5h15 a.m. While he relaxes, I question myself and everything else.

The last week at school has been bad. He was suspended, repressed, disciplined, called to task. I can feel he is vulnerable.

When I get stressed, I feel it in the back. Maybe he feels it in the belly.

His eyes are closed. He mumbles a few last words before sinking into sleep.

“You’re a great dad.”

I kiss his forehead.

“And you’re a great kid.”

He has a faint, somnambulist smile.

 

 

fire…

…in the belly

Last night my head was spinning.

So I went to bed. Before midnight.

Victory.

By blowing several holes in my brain through a variety of ilicit and licit abuses, I finally succeeded in exhausting myself sufficiently to be unable to stay up and see whether Dublin would catch Galway in the Irish Senior Hurling Championships.

And I went unconscious immediately as I hit the mattress.

Baby has finally fallen asleep. Ssssshhhh…don’t wake him.

As a child I would stay awake all night for fear of the dark, of the unprotected abandon that sleep required.

“Daddy, daddy, daddy.” The baby is awake. He’s crying.

I wake, disoriented. My head is spinning.

The pillow next to me is empty. The imprint of a mother’s head has gone.

It’s 4h30 a.m. I’m alone except for the incomprehensible complaint outside my door.

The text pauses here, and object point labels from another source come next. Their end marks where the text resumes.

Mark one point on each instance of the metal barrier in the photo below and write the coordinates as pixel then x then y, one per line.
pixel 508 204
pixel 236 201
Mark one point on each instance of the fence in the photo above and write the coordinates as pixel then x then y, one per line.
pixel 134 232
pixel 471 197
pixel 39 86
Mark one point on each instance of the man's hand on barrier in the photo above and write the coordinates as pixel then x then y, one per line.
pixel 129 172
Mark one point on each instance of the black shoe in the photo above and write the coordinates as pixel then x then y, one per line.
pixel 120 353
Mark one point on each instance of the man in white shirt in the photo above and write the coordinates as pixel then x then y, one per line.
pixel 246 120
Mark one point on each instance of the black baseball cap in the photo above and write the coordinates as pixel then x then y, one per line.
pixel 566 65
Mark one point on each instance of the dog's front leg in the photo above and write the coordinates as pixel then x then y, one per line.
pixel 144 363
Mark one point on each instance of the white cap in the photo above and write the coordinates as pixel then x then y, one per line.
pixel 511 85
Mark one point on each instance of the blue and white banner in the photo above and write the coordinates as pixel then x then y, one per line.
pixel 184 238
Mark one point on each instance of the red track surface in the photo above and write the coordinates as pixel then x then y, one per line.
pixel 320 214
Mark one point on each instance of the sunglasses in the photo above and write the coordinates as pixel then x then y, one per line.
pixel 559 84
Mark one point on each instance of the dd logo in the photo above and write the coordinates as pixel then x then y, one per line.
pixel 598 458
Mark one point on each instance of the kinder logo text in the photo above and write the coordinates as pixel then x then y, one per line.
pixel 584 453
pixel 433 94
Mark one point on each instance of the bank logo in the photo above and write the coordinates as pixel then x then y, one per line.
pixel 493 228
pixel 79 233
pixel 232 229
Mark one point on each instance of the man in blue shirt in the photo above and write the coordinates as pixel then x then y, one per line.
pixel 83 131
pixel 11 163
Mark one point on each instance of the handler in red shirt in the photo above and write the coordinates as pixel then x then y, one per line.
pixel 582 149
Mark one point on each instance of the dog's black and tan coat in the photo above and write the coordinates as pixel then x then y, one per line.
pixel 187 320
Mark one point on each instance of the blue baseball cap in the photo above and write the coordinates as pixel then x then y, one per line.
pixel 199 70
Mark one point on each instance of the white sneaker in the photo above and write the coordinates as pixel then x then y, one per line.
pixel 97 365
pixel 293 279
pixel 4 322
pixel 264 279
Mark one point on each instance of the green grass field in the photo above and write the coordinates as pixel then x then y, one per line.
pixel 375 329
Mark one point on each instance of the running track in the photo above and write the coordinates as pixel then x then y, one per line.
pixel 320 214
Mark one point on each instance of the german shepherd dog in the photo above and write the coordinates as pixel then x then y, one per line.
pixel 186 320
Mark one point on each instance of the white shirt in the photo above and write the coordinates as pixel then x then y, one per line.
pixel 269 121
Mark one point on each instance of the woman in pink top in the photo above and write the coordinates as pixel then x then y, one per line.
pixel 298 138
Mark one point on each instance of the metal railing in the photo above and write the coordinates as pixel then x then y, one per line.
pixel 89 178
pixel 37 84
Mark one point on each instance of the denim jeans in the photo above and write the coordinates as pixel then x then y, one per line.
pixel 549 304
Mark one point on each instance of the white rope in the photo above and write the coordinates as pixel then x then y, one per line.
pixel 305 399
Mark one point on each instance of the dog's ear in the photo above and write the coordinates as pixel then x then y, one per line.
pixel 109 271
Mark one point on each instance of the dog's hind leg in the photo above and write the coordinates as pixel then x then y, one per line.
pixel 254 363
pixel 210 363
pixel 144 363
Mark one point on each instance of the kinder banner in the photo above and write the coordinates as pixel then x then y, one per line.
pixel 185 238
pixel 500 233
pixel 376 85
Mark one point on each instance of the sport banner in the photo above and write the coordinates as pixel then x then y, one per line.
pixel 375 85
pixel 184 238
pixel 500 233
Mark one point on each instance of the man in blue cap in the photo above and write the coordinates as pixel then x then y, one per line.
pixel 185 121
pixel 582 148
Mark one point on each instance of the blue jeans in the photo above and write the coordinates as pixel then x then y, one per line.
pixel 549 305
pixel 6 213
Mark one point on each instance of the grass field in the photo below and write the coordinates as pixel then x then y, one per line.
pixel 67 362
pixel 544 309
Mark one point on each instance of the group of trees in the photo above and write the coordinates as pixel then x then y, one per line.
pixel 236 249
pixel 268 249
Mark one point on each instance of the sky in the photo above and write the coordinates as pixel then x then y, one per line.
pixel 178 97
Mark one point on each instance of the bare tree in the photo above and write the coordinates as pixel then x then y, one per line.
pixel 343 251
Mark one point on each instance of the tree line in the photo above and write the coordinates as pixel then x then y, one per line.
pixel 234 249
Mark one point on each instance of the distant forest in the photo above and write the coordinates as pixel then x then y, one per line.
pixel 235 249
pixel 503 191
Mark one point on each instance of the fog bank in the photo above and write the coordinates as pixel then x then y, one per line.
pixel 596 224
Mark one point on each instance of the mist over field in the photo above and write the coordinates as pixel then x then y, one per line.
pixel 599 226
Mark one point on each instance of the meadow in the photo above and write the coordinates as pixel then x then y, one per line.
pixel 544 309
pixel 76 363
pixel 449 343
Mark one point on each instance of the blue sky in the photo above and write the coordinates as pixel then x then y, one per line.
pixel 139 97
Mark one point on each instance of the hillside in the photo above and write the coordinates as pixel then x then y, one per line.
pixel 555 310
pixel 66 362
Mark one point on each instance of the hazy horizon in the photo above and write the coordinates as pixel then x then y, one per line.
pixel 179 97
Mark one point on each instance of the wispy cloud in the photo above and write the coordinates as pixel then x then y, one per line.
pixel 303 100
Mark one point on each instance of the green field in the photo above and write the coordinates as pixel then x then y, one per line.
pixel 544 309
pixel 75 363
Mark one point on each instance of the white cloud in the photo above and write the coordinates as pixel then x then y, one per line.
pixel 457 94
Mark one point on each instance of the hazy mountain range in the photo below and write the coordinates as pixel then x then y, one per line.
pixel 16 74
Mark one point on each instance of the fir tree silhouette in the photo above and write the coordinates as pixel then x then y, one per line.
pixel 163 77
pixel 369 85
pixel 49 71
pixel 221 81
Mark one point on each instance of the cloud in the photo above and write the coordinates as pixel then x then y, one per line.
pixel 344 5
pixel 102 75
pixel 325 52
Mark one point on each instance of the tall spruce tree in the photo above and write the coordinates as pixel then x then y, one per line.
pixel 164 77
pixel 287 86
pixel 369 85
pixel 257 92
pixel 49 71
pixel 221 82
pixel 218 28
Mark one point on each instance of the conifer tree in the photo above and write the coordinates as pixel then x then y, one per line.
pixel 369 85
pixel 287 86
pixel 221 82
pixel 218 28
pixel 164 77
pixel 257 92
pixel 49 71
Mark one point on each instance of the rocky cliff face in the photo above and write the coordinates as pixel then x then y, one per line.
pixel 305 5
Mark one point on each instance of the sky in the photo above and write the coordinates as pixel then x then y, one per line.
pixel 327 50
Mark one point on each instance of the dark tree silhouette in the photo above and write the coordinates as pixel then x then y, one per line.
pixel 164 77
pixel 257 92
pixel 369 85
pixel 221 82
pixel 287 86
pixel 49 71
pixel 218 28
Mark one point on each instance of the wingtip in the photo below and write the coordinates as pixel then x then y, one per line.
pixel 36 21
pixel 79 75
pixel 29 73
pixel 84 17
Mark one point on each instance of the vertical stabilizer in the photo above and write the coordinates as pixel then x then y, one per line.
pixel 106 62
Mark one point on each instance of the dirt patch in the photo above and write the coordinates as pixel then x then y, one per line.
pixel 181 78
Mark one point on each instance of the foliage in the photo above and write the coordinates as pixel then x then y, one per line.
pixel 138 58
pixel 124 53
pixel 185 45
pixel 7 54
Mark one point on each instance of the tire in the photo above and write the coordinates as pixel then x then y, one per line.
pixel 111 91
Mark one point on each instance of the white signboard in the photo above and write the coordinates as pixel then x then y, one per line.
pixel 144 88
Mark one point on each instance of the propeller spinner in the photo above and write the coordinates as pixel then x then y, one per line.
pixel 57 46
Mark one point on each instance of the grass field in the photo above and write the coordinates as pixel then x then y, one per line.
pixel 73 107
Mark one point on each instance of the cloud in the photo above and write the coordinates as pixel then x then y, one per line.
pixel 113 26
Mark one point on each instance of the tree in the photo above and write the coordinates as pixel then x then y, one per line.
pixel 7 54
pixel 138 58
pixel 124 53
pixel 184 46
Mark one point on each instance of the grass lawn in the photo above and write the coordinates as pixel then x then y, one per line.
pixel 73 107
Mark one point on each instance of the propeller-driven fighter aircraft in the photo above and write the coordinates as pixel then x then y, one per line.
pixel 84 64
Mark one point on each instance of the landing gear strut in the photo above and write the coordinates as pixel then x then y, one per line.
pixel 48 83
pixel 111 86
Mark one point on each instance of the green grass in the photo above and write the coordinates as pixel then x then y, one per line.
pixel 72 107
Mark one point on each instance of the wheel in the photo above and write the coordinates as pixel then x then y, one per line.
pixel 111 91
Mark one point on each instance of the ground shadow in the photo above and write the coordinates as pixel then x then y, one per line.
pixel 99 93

The sobs burst through my door and take shape. Noah is contorted, clutching his belly.

“It hurts, daddy, it hurts so much.”

I remember now.  I’m the parent.

I pull him into bed beside me. I kiss his head, rub his stomach, remembering the gestures of care as you would remember a lost forest path, one step leading to the next.

“It’ll be ok, Noah…it’ll pass.”

“But it hurts so much.”

“I know, I know.”

When the pain is intense you feel as if it’ll never go away. You’re consumed.

But I’ve been here before. The pain always passes. Nothing is forever.

“It’s a burn or a cramp, Noah?”.

“Both.” He crumples, clutching his belly button.

“I hate this so much. I want to just rip it out”

Yes. If I could just rip out my heart, whitewash my memory.

“It’ll pass Noah. Drink some water.”

I rub his belly counterclockwise. I remember its better counterclockwise. Not sure why.

“It’s like fire in my belly, dad. And now its here.” He slaps his chest and then his throat.

“It’s acid, Noah. Drink water, it’ll wash it down.”

Vitriol, my boy, vitriol. Like an Agatha Christie mystery where the victim and the culprit are the same person.

Me.

A funeral, a mourning and a father who no longer sleeps for fear of waking in a dream.

Sorry, Noah.

“If only I was a dragon, dad. I could at least go whoooosshhh and burn something. Owwww, it hurts.”

He dives deeper into my arms. He’s relaxing. The pain must be easing.

“Would be fun to write the story of a little dragon who had fire in the belly because he couldn’t breathe it out.”

Noah’s hand leaves his stomach and reaches for my fingers.

“Yeah and he could have like these really small little wings. Real cute like.”

“Yeah…. it’s passing?”

“A little.”

He wants to hang on to the moment.

Mourning is like that.

He eventually falls asleep. I don’t.

I wonder if Irish Hurling is still on the tv.